Sullivan E, Kearney M, Isner JM, Topol EJ, Losorda DW
Departments of Medicine (Cardiology), St. Elizabeth's Medical Center, Boston, Massachusetts.
J Thromb Thrombolysis. 1994;1(1):63-71. doi: 10.1007/BF01061998.
Background: The transient and generally nonfatal nature of unstable angina has impaired the accumulation of pathologic data and the definition of the pathoanatomy of this syndrome. Methods: Atherectomy specimens from patients enrolled in CAVEAT were examined for the presence of thrombus, foam cells, cholesterol clefts, media, and adventitia.
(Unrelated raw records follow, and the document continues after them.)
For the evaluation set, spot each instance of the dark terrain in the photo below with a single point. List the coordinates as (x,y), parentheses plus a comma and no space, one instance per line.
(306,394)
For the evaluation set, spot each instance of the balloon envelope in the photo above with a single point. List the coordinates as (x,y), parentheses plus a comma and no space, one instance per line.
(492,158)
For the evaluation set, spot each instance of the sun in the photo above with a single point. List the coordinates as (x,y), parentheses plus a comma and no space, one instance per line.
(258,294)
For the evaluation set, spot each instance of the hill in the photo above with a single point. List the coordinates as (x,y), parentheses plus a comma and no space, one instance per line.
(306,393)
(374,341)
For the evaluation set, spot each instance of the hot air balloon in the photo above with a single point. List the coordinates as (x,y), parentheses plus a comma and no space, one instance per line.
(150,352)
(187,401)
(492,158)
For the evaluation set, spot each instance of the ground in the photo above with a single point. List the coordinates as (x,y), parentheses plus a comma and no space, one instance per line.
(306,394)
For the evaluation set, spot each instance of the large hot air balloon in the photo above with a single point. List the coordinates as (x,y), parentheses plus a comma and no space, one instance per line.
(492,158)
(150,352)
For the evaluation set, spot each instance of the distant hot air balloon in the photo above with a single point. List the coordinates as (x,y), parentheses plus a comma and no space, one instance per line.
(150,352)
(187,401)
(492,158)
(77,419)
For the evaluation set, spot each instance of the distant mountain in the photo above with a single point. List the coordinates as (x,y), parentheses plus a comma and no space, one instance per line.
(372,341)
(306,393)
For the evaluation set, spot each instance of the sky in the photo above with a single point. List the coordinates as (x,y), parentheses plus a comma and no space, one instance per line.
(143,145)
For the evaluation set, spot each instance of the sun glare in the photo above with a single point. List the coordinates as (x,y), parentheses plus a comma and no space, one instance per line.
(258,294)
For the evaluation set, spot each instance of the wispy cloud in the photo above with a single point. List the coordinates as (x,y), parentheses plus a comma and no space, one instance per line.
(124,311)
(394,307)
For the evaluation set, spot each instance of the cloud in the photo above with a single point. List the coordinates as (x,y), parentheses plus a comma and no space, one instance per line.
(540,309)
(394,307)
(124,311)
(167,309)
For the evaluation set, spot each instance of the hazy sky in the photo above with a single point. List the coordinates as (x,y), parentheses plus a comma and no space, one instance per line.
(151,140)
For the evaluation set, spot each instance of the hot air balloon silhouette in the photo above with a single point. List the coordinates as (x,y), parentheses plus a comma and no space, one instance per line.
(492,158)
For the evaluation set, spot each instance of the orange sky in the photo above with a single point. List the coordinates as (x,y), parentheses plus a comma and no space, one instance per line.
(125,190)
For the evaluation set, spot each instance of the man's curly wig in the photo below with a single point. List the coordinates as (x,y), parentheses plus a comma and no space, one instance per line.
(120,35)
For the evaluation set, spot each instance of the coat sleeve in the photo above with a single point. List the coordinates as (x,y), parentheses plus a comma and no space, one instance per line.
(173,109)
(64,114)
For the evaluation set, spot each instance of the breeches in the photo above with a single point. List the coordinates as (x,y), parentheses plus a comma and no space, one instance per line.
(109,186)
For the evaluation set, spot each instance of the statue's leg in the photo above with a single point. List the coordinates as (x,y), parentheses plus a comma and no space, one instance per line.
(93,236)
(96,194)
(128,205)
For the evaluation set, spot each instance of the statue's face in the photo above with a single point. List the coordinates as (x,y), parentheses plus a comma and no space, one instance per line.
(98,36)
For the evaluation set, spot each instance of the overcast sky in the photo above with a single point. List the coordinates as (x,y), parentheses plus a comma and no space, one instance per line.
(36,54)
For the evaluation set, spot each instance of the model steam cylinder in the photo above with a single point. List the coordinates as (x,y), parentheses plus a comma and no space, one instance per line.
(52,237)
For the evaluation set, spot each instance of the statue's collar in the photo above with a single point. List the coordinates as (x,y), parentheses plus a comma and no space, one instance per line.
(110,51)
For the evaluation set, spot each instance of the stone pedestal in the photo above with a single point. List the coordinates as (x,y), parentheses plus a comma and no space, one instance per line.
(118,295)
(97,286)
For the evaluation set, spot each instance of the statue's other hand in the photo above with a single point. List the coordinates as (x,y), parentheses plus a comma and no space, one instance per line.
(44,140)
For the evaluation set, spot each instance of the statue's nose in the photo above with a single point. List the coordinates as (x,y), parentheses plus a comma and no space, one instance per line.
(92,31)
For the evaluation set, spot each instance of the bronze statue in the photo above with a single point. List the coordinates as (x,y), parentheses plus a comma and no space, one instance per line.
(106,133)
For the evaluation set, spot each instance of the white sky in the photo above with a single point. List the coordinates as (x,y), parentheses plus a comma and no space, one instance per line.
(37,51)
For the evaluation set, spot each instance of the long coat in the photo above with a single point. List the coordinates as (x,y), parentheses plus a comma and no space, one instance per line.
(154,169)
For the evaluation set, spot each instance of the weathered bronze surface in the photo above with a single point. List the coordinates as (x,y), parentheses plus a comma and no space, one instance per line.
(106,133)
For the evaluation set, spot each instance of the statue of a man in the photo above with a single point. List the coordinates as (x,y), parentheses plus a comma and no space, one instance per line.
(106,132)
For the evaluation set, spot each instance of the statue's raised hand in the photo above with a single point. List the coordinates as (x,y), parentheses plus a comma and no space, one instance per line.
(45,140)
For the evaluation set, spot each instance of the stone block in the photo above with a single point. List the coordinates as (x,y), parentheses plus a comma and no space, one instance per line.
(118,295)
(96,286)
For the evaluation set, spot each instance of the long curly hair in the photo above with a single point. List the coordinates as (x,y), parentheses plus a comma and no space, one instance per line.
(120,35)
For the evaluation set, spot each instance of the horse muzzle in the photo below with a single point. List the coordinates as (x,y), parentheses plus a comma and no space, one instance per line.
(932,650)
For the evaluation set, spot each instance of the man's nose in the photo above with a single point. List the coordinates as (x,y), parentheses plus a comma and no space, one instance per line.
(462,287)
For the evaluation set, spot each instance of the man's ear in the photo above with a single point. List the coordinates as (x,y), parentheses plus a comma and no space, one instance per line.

Comparison of the pathologic findings was made according to clinical presentation in the following categories: stable angina, unstable angina, and recent myocardial infarction. Results: Patients with unstable angina had. a slightly higher incidence of thrombus when compared with patients presenting with stable angina (36% vs. 26%, p =.14). Within the unstable angina population some subgroups demonstrated a greater incidence of thrombus, including those whose pain was associated with ECG changes (43%, p =.07). The incidence of thrombus was highest among patients who had a myocardial infarction within 30 days (53%, p =.004) or within 14 days (58%, p =.003). No difference between the patient groups was detected with respect to the other histologic findings. Conclusions: Atherectomy specimens from patients with unstable angina demonstrated a trend toward increasing incidence of thrombus, but this trend did not achieve statistical significance. Specimens from patients with a recent myocardial infarction did not demonstrate a significant increase in the presence of thrombus. While thrombus is a component of the pathophysiology of unstable angina in a significant number of patients, continued study is required to determine the other factors that are responsible.